Он осмотрел квартиру, зашел в Верину комнату, внимательно оглядел расставленные вдоль стен холсты на подрамниках, большие картонные папки, коробки с пастелью и сангиной… пятачок свободного места с мольбертом у окна и топчан, занимающий чуть не треть комнаты…
— Да-а-а… Тесно тебе здесь… Помолчал и добавил:
— Говорят — искусство, искусство! Работники искусства… А я гляжу — не очень-то у тебя чистая работа…
— Ну, у тебя — тоже… — усмехнулась Вера. Уже на пороге он сказал озабоченно:
— Хорошо, что я по соседям сперва не двинулся. Может, вызвать ее в оперпункт, прижучить маленько?
— Не надо, сама справлюсь. И объяснила насмешливо:
— Это из нее талант прет, понимаешь? Она талантливая, только образования нет, и жизнь была тяжелая — война, блокада… родные поумирали все… Если б ее вовремя образовать, вышла бы птица большого полета. Может, министр финансов, может, гениальная актриса…
Вечером она сказала матери:
— Значит, вот так: судиться и сволочиться с тобой я не буду. На это нужны время и вдохновение, а мне все это пригодится для другого дела… Не хочешь жить нормально — давай размениваться.
— Еще чего! — мать возбужденно улыбалась. — Я не для того квартиру зарабатывала, чтоб по ветру ее размотать!
О том, как она зарабатывала эту квартиру, до сих пор ходили легенды в жилищном отделе горсовета. И долго еще после происшествия кто-нибудь из чиновников посреди совещания оборачивался к другому, прицокивал языком, подмигивал, говорил шепотом:
— Адыл Нигматович, я как вспомню: ка-акая же-енщи-на, а? Груди-то видали, прям антоновка, золотой налив!.. Как думаете, она вправду с четвертого этажа сиганула бы?
— Э-э-э! — морщился Адыл Нигматович, — глуп-сти! Тот дженчина просто бандитка некультурный, больше ничего. Какой воспитаний у него, а? Вишел голий на балкон, дочкя на перил садил… Кричал — сам прыгну, дочкя ронять буду!.. Гришя, подумай сам — зачем горсовет такой скандал! Пусть уже сидит в тот квартир, самашедчий дженчина!
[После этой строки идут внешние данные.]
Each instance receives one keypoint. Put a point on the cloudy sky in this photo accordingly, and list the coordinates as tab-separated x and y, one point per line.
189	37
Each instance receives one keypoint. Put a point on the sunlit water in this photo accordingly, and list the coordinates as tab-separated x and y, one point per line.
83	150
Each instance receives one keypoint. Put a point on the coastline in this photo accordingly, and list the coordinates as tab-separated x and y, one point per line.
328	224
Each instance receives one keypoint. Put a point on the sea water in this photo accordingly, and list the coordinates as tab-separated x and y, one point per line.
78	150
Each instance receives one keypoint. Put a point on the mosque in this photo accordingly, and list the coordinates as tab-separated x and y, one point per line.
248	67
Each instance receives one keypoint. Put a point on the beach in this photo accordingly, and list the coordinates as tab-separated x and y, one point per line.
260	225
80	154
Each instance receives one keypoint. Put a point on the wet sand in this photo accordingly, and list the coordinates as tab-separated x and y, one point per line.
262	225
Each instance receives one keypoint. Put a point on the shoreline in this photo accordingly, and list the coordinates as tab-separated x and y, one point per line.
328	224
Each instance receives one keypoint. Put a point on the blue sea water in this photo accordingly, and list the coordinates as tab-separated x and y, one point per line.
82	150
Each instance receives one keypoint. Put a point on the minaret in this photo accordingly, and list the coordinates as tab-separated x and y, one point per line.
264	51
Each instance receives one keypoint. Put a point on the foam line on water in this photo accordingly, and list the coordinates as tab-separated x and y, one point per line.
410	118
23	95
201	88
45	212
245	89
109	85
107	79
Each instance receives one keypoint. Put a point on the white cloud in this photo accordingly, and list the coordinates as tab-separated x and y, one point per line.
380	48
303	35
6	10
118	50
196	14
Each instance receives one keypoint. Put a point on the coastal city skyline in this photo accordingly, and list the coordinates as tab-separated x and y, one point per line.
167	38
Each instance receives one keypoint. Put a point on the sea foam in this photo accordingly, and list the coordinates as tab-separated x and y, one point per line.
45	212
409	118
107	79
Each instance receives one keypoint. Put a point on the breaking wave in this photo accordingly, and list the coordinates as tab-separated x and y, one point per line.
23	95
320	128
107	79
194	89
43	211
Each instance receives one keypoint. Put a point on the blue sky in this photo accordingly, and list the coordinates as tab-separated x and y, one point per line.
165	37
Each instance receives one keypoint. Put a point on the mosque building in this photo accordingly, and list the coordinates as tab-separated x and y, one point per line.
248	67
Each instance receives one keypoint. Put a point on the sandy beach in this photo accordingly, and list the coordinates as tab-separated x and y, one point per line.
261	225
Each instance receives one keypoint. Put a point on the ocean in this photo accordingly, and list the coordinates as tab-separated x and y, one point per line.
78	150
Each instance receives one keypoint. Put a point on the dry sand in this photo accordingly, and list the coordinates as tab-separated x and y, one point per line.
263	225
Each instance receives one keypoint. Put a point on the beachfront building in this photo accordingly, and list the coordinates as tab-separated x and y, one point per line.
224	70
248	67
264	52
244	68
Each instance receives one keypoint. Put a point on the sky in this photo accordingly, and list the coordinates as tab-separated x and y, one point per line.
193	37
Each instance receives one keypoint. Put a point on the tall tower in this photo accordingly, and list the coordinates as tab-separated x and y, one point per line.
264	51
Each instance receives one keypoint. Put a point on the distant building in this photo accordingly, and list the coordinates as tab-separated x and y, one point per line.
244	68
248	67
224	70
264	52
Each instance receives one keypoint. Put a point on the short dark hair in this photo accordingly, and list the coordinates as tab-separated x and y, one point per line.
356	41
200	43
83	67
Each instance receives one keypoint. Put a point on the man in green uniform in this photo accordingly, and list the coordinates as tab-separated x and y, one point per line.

— Ты у меня отсюда бесплатно вылетишь, вместе с картинками, ветер в ушах запоет!
«Портрет бы с тебя, стервы, писать, — подумала Вера. — Уж больно живописна в яркой косыночке на рыжей завивке, в оранжевой этой кофте… Посадить у окна, чтобы свет — слева, а фон приглушенный, пожалуй, серовато-синий… Тогда лицо приобретет сияющий зеленоватый оттенок, дополнительный к красному, яркому… Та-ак… Свет от окна освещенную часть лица сделает холоднее, чем затемненную… а на той будет рефлекс от теплых оттенков обоев… Хм… так-так… аккорды зеленого и красного повторить в одежде… да… и более глухими отголосками на спинке стула… и тогда среда наполнится энергией двух этих цветов, из которых возникнет живописная ткань портрета…»
Ну, чего не жить как люди?
Вслух она сказала:
— Ну, смотри, не обижайся… Мать театрально захохотала.